15 Dec 2014
New Radiophonic Workshop Album Released
The BBC Radiophonic Workshop (or the Radiophonic Workshop as they are now known) reconvened in 2013 for live performances, which those of us who were unable to attend the shows can now experience via this brand new studio album.
Available here through Society of Sound.
Track by track description from Workshop members.
Press release:
"In 2013 the Radiophonic Workshop reconvened to play live and to rekindle that spirit of innovation in sound. Building on their legacy and with the benefit of another 16 years of what may loosely be referred to as “progress” since the Workshop closed in 1998 (there are, after all, times when only a tape loop, tobacco tin or malfunctioning sweep generator will do) they have once again taken up residence on the outer boundary of sound design.
The time spent at Real World Studios, where most of this work was conceived and recorded, was both invigorating and liberating for the group’s members. Like their old home at the BBC’s Maida Vale (minus the many layers of cheap green industrial emulsion) Real World studios proved to be a creative playground for these lovers of sound. The space in which the work is created has always been important and has a profound impact on the kind of work composers are able to produce. The group took over the studio, filling the iconic Big Room with synthesisers (ancient and modern), gadgets, lampshades, knobs, dials, found objects and children’s toys. It became a Workshop-away-from-home. A stairwell provided both an additional instrument and a wonderful acoustic space in which a Big Idea evolved. In a tiny back room, reminiscent of a BBC broom cupboard, Dr Dick Mills set up Studer and TASCAM tape machines to create loops and labyrinths of feedback into which were fed analogue bleeps and concrête clanks from 8 bit samplers and the objects and sounds found about the building.

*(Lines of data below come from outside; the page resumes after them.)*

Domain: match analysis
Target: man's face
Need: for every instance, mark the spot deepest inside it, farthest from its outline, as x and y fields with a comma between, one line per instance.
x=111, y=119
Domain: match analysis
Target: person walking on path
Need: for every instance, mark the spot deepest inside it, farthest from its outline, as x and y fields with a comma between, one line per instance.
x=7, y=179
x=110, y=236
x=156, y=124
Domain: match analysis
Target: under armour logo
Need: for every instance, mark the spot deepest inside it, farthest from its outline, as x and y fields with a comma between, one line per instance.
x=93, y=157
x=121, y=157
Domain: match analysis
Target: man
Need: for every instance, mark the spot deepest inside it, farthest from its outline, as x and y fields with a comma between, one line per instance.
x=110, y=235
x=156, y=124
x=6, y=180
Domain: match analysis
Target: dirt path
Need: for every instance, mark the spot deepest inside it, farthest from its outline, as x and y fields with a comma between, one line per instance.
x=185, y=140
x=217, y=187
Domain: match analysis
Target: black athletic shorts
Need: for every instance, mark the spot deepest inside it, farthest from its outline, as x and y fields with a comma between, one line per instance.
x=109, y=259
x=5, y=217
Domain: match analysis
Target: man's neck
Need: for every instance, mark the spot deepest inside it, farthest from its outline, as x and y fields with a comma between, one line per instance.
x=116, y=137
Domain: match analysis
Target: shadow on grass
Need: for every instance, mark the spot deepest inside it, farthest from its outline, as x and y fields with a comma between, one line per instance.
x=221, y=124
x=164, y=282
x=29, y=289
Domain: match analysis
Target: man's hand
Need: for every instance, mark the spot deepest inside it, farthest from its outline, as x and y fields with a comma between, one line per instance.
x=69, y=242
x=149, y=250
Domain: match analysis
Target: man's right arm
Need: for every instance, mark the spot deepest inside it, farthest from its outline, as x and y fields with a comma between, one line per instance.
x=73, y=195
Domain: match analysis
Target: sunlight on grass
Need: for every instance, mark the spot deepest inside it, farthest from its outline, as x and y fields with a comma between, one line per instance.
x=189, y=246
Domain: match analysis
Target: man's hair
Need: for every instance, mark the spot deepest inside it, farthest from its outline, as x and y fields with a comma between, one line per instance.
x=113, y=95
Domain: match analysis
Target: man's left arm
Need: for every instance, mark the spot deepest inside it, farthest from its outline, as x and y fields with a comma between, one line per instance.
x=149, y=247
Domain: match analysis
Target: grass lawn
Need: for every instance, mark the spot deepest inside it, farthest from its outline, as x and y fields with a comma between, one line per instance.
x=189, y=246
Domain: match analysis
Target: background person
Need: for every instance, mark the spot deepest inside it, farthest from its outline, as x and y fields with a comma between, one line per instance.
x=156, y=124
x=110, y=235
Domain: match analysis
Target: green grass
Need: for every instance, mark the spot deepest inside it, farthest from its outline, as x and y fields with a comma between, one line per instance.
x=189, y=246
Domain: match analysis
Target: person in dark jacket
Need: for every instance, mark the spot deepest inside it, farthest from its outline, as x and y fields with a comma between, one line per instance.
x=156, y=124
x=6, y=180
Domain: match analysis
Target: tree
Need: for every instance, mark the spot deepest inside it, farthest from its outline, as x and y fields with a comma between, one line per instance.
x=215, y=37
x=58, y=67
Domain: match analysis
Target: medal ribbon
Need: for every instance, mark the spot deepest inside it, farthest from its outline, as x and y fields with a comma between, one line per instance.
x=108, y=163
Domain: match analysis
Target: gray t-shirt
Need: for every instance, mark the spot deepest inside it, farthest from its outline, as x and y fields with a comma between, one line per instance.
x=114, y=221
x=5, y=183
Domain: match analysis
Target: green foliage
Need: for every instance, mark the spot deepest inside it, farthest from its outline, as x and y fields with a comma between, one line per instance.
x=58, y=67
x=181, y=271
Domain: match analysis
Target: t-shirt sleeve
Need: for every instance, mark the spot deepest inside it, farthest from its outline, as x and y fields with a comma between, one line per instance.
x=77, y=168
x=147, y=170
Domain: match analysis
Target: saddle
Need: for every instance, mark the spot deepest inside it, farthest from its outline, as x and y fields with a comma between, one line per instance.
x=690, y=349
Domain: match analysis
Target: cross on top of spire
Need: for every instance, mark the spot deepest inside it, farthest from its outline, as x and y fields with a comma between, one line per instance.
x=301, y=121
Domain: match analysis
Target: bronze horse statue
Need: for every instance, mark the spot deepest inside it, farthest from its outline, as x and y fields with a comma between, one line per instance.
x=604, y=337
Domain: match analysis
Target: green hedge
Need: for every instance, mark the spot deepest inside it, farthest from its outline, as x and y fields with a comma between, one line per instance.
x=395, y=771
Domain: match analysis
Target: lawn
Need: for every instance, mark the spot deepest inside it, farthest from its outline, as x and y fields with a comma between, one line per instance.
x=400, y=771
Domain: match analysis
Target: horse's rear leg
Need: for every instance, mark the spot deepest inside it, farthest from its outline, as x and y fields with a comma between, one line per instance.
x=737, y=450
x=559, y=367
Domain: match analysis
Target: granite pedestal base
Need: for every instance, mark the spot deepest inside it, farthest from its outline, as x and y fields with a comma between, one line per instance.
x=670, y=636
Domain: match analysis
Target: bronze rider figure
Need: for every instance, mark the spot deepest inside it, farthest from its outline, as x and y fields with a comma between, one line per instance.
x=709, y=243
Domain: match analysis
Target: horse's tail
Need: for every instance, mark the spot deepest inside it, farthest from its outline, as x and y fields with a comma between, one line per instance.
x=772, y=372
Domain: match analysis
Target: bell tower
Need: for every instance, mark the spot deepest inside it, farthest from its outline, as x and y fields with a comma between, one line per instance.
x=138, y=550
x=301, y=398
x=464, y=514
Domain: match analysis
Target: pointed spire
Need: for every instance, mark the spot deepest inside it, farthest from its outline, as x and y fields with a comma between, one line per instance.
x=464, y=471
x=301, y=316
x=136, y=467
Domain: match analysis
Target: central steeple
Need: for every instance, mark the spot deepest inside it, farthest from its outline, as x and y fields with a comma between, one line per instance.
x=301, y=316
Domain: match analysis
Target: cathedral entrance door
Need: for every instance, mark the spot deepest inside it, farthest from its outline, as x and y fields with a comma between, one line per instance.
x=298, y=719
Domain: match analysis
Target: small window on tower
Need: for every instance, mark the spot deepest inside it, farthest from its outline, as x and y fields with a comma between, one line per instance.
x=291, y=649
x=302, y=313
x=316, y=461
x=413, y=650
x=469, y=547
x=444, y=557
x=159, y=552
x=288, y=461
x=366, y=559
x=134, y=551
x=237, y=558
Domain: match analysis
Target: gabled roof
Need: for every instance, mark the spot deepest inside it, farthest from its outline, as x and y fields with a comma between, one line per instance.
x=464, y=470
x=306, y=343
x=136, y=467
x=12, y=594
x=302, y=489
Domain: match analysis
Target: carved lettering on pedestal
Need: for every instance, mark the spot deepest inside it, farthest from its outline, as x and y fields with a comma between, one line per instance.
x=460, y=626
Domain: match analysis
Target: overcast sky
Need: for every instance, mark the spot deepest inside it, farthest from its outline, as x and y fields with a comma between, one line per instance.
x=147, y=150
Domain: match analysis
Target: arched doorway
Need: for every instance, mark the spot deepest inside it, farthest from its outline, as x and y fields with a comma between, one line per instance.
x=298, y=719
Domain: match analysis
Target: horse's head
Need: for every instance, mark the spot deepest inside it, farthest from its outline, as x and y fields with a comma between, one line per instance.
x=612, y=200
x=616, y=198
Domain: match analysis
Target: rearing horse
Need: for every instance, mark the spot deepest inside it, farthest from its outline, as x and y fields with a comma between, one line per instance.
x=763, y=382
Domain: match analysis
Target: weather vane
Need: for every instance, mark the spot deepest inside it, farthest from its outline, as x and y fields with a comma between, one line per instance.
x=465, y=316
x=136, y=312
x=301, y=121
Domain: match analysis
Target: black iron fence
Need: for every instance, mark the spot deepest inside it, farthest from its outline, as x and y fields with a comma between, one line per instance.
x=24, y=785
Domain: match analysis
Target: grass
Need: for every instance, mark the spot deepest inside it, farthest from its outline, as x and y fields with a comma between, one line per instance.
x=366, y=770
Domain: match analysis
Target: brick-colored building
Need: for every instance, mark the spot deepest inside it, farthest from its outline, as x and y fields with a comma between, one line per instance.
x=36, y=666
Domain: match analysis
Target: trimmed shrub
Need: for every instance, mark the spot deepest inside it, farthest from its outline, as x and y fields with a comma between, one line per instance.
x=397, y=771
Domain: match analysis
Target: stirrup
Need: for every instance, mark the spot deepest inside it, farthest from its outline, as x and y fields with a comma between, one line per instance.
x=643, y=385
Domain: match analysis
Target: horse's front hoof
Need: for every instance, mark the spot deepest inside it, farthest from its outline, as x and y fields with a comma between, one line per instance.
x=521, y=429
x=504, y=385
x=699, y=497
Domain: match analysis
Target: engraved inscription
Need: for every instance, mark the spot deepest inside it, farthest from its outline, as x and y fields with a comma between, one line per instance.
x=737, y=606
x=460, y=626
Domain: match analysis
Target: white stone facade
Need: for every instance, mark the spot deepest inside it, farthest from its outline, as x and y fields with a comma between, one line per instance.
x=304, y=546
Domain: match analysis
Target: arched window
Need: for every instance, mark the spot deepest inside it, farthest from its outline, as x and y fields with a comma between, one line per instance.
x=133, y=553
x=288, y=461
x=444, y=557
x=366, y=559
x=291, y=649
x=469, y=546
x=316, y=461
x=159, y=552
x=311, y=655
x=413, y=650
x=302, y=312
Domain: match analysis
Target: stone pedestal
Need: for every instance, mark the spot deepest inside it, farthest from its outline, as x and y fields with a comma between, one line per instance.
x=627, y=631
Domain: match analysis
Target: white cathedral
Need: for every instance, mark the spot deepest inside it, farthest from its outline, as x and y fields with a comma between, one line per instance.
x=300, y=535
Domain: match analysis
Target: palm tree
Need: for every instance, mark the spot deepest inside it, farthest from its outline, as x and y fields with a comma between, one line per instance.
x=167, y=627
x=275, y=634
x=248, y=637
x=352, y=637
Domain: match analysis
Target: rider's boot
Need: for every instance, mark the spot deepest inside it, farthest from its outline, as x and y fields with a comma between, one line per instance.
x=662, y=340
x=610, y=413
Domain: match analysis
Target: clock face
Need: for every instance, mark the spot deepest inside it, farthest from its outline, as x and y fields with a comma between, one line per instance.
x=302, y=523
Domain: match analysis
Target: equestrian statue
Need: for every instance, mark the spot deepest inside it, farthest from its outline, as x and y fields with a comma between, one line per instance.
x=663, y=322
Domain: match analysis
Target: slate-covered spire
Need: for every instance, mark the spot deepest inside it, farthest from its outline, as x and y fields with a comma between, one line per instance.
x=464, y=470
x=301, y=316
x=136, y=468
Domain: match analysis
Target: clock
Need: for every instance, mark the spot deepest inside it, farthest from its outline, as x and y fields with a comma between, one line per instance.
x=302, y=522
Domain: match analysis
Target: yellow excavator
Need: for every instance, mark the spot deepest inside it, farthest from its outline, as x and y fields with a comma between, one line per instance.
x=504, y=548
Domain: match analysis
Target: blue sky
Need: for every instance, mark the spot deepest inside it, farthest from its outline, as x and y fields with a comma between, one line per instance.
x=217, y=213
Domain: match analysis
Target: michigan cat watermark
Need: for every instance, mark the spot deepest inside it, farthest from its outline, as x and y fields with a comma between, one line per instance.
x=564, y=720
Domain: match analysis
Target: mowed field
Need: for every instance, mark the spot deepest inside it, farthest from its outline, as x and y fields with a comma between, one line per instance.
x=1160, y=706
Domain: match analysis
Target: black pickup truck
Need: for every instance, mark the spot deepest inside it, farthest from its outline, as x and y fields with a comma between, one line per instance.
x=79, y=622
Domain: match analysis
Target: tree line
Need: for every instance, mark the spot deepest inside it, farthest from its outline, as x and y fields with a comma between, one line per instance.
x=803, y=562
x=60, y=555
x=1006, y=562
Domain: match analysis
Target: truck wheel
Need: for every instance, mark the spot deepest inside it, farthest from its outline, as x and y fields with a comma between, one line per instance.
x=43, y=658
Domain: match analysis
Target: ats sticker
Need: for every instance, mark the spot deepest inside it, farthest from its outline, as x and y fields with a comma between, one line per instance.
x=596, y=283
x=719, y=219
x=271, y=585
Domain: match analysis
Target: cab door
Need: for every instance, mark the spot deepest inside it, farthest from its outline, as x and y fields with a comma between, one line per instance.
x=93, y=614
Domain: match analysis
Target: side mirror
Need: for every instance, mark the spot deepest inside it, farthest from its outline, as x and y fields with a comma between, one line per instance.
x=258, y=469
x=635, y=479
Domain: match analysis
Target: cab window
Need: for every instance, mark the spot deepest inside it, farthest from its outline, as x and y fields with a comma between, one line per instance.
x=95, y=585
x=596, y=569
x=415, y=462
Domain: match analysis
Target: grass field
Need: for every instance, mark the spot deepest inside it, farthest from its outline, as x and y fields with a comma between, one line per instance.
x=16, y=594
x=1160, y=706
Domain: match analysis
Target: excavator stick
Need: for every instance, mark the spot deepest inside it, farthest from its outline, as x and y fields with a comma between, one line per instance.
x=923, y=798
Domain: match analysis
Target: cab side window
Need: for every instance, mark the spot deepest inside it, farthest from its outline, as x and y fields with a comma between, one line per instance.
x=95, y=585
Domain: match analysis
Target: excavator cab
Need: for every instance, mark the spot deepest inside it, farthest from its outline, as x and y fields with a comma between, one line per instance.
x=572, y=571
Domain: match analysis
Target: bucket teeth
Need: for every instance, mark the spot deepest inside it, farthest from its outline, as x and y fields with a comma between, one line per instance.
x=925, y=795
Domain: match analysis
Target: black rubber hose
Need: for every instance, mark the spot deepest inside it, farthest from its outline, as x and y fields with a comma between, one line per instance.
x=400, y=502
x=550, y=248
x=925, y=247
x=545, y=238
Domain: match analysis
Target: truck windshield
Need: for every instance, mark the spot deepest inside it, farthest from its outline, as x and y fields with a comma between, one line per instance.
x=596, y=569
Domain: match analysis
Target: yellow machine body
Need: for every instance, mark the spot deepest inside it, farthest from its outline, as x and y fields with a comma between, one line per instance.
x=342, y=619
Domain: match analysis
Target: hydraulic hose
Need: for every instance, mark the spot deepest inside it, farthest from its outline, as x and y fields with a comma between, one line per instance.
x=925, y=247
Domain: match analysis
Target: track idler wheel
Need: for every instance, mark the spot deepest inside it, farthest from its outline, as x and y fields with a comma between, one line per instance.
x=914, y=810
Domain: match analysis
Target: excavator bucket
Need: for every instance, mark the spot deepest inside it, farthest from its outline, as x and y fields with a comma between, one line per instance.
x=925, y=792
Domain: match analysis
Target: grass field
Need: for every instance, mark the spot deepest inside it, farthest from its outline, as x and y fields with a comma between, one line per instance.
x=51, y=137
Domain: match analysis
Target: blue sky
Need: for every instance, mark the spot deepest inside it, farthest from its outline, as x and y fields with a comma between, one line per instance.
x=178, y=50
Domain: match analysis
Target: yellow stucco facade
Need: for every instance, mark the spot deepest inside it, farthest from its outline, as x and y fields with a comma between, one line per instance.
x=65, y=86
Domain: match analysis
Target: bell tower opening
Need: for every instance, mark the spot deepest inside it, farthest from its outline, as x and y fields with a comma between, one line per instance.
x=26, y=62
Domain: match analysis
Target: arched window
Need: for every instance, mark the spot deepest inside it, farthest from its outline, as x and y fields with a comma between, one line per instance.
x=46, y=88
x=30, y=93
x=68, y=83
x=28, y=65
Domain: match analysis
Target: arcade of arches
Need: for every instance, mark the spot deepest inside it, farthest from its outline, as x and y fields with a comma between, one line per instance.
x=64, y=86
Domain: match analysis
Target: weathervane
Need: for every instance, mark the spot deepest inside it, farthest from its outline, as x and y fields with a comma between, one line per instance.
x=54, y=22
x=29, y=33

Audio was moulded and sculpted. Compositions evolved, dissolved and recrystalised over time, with thestudio itself employed as a compositional tool - every part of that experience is integrated into the work. At one point the engineers were persuaded (they didn’t need much persuading, to be honest!) to run cables out to the weir in the studio grounds, recording its gurgles and glugs on a Soundfieldmicrophone. Binaural microphones were set into a pair of spectacles worn by Peter Howell who then sound-mapped his physical journey through the workspace. And, yes, Delia Derbyshire’s infamous greenRadiophonic lampshade (used to make many of the tones and sounds the Workshop became famous for in the early 1960s) makes a guest appearance too.
Out of this joyous experimentation emerged the motifs and ideas that became this album. It marks a very creative and special time in the Radiophonic Workshop’s continuing story and may even hint at some of what is to follow. Welcome to our Radiophonic world."